# Where to go? Flip a coin! Smokehouse won!



## FishWalton (Jul 22, 2010)

Yo Yo weather and Yo Yo river level is not a good combination for "catching', but the fishing part is just fine. The 'quest' I think is what makes most anglers go fishing even when they know it's a long shot on catching. Will see what the swamp near Smokehouse holds tomorrow. Got some Alabama crappie minnows when I made a run up to the Humminbird factory a few days ago. Will see if they work in Florida waters. My snowbird buddy has some Kansas homemade jigs that might work too. We will go find out. Want to see if my 'birds' work any better anyway.


----------



## onemorecast (Feb 16, 2009)

Good luck on your efforts


----------



## FishWalton (Jul 22, 2010)

Not surprised....but it's not particular fun to get skunked! Our sojourn out of Smokehouse this morning went according to plan so far as location was concerned. The water level was high enough to access Inside Lake via River Shannon. We went way way back into the swamp, found the deep holes we were looking for, and did not see a fish on the Humminbirds. We fished a few spots 'just because' we were there. Only thing we saw was coyote swimming through the swamp...first though it was a pig. He was maybe 75 ft from us. It must be a mile to dry land from where we were.

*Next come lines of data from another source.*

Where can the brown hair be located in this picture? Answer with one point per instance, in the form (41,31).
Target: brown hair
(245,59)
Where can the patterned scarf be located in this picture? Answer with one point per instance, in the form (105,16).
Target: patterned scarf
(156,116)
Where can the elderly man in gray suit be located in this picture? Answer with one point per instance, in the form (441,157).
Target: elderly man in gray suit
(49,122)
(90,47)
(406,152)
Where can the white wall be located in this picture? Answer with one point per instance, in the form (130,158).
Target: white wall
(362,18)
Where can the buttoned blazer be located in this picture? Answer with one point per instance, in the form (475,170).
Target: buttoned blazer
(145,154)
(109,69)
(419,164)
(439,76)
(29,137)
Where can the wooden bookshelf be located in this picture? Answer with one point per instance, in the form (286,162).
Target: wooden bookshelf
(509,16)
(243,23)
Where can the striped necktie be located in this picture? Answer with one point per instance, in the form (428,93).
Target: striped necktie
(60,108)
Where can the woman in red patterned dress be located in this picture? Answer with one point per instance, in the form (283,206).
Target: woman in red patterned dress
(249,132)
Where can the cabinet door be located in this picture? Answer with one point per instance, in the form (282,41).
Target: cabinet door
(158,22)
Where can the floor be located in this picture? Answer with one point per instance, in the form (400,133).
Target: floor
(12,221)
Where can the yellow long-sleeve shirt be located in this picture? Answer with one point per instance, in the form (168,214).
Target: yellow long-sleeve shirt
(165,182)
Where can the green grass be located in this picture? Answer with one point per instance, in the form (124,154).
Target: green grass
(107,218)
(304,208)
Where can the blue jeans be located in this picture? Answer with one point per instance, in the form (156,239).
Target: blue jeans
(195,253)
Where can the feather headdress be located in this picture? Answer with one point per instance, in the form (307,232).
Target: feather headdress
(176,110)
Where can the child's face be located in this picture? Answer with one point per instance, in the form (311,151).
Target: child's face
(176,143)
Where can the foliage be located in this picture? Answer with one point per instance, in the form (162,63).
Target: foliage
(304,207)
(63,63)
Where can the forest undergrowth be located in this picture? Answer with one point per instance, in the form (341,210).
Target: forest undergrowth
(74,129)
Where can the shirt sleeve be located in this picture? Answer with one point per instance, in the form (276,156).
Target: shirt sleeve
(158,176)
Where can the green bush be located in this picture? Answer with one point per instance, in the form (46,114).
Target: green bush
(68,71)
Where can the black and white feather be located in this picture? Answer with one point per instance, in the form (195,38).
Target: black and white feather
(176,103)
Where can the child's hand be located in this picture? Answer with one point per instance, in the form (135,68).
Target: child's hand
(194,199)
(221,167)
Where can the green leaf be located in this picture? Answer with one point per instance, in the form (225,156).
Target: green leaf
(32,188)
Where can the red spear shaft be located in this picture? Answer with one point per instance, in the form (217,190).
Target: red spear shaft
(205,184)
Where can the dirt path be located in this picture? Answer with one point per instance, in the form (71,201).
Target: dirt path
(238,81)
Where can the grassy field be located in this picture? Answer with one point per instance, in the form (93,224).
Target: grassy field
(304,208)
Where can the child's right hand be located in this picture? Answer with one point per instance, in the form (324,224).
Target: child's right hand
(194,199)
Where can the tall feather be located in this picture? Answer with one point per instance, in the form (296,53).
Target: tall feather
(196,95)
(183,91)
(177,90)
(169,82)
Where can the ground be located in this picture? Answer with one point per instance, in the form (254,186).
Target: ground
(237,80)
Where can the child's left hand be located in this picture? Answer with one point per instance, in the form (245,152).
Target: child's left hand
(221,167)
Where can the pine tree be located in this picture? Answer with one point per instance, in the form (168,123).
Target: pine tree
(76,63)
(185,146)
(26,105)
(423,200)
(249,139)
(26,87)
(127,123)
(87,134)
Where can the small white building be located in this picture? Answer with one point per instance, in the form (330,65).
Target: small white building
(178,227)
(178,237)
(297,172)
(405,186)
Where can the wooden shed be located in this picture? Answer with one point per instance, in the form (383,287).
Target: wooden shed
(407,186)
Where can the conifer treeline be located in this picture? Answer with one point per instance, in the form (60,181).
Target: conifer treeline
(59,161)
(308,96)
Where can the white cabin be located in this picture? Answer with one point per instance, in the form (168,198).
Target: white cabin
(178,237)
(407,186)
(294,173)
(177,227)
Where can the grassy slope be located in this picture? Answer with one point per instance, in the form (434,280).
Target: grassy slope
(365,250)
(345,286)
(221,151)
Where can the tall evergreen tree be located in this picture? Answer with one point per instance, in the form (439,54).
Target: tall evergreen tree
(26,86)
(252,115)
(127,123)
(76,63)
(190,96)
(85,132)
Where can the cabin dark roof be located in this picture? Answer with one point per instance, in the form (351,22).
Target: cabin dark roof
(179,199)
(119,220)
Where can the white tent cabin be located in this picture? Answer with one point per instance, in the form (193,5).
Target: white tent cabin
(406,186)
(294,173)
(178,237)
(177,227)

After this safari we motored down to Big Sister looking for better water. Went almost to Steel Field. Found better water but still somewhat stained. One area had a lot of scattered fish which we fished hard. Partner had a rod almost pulled out of boat and that was it. The bite was not a crappie. If you know where the 35 ft water is that's where we were. Fish were holding between 10 and 28 ft, scattered. Water is still coming out of the swamp in Big Sister. Several of these little spillways should have had fish nearby but we could not find any.

Called it a day about noon and headed to the landing. Found one boat fishing in the Smokehouse run which had launched after us. They had a nice mess of big bream and shellcrackers caught fishing deep with worms using a bobber. 

After lunch at Bruce Cafe my partner headed to his condo on the beach and I headed to 7 Runs to check it out for later this week. 7 Runs Creek in perfect condition. Not sure about Dead River but my guess is it's in good shape with the Caryville gauge showing 7 ft. At 2:30 there were 7 rigs in the lot
No way to tell if they were fishing or hunting.


----------



## basnbud (Jul 20, 2011)

No way to tell if they were fishing or hunting. 

no dog boxes?


----------



## FishWalton (Jul 22, 2010)

*dog box*



basnbud said:


> No way to tell if they were fishing or hunting.
> 
> no dog boxes?



No boxes, but have seen a couple in the past.


----------